The flicker of hope inside of Alaina dwindled. “We should have been notified. We should have been told.”

“Shouldda is right. But in this war, nothin’s like it should be.”

Heavy-hearted, Alaina sagged onto the porch steps.

“I shore is sorry to tell you.”

“I know you are.” She barely eked out the words.

The front door opened and Mama McKenna stepped from the house. “I thought I heard voices … Zeke!” Unfamiliar delight filled her voice. “You’re home!”

“I shore am, Miz Ellie. I shore am!”

******

By evening, the tantalizing aroma of venison stew drifted from the cookhouse and seemed to permeate every corner of the farm. Alaina and Mama McKenna had worked most of the day, butchering and curing the deer meat. They wrapped up portions for Pastor Pritchard and his family, along with Braeden’s sister, Suzanna, and her clan. Then Michael and Zeke delivered the goods, but they made quick work of it and returned by suppertime.

“My, but this looks like a feast!” Michael declared after Alaina set his plate down before him. “God truly sees after our needs.”

“Amen!” Zeke exclaimed, and Alaina dished up a plate for him too. When she handed it to him, he said, “Thank yo’, Miz Laina, and now I’ll just be goin’ to eat out on the back po’ch.”

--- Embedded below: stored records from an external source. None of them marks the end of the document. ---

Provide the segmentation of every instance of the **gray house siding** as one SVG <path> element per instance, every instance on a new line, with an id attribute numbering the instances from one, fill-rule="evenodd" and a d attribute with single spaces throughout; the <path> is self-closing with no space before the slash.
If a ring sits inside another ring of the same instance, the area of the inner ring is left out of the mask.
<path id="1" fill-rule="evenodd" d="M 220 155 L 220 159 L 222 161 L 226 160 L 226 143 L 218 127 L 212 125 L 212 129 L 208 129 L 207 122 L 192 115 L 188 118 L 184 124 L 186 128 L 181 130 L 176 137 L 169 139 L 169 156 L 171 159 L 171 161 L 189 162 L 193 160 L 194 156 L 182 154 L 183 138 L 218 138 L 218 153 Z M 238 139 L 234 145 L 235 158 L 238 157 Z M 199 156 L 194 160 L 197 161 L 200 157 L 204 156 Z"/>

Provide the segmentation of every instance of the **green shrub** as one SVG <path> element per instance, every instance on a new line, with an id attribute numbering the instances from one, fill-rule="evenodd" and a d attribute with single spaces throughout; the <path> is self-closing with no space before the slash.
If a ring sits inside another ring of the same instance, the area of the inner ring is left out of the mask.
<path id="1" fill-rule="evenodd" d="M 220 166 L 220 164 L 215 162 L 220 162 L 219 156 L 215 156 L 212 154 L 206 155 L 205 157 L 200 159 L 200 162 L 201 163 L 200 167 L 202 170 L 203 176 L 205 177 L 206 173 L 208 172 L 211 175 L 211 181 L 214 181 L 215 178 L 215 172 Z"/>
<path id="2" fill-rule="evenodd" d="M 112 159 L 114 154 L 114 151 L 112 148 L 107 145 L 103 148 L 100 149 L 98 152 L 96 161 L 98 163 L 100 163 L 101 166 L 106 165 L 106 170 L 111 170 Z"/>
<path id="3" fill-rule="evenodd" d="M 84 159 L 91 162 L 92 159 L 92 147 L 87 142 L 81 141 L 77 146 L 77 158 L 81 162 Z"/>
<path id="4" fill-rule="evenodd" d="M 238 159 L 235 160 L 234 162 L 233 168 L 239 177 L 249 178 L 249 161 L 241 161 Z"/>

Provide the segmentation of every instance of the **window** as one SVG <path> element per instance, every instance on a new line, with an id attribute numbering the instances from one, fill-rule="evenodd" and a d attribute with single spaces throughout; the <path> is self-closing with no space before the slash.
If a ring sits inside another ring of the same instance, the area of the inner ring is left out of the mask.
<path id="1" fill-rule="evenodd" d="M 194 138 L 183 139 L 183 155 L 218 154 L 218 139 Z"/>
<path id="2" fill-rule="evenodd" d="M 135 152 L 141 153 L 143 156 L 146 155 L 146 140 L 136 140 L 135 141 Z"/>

He got as far as the door before Papa McKenna halted him. “Wait! I want you to eat with us here at the table.”

Zeke turned, his dark eyes wide with disbelief. “But Mistah Jonathan, that ain’t fittin’. No Negro oughta eat with whites at the suppah table!”

Papa McKenna expelled a weary-sounding sigh. “You went off to war with my sons, Zeke. Sure, I know that you were first employed with the cavalry as a servant, but it wasn’t long before they put a gun in your hand too. Your blood’s the same color as theirs—as mine.”